Kerry players made a conscious decision not to celebrate their Joe McDonagh Cup survival out of respect for their relegated Offaly opponents at Austin Stack Park on Saturday afternoon. The Kingdom’s victory secured their place in hurling’s second grade but sent the Faithful County — All-Ireland SHC champions in 1998 — tumbling down to the third tier.
But Kerry boss Fintan O’Connor said their joy was tempered by “the disappointment and hurt etched on the faces of the Offaly players.”
He explained: “The Kerry lads did not want to celebrate in front of the Offaly lads because they knew how they felt because we were probably feeling that way all week.
“We came off the field quickly because while there was satisfaction in winning, there is no satisfaction in watching the disappointment and hurt etched on the faces of the Offaly players after the huge effort they put in with 14 men for almost 70 minutes of that game.

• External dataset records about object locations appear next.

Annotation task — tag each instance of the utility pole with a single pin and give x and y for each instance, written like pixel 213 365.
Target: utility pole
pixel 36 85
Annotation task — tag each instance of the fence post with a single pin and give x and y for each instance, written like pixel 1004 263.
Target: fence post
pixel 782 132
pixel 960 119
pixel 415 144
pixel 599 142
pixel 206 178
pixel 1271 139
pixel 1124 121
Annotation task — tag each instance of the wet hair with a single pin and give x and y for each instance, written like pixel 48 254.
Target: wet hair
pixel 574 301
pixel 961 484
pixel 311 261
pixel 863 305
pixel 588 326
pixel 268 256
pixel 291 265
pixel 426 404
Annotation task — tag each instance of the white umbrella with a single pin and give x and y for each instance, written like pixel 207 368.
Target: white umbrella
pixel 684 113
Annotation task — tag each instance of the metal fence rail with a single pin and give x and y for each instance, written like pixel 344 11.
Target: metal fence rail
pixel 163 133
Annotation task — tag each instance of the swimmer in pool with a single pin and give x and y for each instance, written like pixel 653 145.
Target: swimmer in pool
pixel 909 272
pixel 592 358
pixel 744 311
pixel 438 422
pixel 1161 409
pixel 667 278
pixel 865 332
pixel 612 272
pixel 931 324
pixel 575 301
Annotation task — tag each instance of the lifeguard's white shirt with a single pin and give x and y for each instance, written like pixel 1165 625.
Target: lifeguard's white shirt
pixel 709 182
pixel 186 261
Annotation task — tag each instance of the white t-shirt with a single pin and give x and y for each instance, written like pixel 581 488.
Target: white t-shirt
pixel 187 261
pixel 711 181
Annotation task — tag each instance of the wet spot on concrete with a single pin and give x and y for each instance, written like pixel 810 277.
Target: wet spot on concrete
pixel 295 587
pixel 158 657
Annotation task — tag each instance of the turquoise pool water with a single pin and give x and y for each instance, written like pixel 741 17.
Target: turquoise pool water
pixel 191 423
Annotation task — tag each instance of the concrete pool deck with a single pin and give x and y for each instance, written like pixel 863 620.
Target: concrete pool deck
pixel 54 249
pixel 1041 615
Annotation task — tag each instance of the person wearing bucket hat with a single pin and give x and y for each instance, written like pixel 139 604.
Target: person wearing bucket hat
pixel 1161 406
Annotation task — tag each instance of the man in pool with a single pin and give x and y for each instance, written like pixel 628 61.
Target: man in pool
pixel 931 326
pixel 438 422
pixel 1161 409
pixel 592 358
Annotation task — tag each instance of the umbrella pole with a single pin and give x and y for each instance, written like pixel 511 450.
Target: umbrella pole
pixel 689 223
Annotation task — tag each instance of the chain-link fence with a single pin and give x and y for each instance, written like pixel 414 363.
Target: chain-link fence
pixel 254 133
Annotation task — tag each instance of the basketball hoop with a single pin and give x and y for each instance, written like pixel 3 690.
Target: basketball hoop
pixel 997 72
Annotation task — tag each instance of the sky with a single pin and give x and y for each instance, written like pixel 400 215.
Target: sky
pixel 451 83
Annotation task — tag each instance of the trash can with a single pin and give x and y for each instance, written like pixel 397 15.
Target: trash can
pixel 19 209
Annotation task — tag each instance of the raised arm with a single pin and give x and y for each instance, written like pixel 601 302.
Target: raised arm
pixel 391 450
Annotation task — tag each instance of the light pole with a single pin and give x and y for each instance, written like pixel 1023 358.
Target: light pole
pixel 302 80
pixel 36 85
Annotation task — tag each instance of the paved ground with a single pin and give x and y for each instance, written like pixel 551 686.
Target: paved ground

“There was a puck of the ball in it at the end. It means an awful lot to us because I can turn around to this group next November and say to them that we will have to get a lot better at this... to compete in 2020.
O’Connor revealed the efforts made to have star Shane Conway fit for the tie, after he suffered a hamstring strain against Laois a week earlier.
“I brought him to Ennis this week to the Cryotherapy Centre to try get his hamstring right, as we needed Shane to play. We knew he’d play on one leg if required. So I was with him for about six hours in the car on Monday and we were just having a chat. At one stage (when he was probably sick of me talking hurling) Shane turned to me and said ‘I’d just love to play in Croke Park. We must get to play in Croke Park; I want to play in Croke Park.’
“He is no different to any other Kerry young lad, hurling or football, they want to play in Croke Park. That is why I felt our league final should have been played there like all the football ones. I would love to be part of this group that would make Shane’s wish a reality and we could reach Croke Park.”
O’Connor, who has two of his three-year term to serve, is looking forward to the future with this group.
“It’s enjoyable and if they all love coming in training and fighting for each other and trying to do their best for Kerry, then that is a success. There were ten or 12 young fellas in the dressing room looking for sliotars (Saturday) and hopefully those young fellows will go home and practice and play for Kerry when they are older. That could be termed success.
“What Shane Conway is doing in UCC is success for Kerry hurling because everyone (on the outside) are saying — ‘look at the player they produced in Kerry’. It has given it a massive lift.”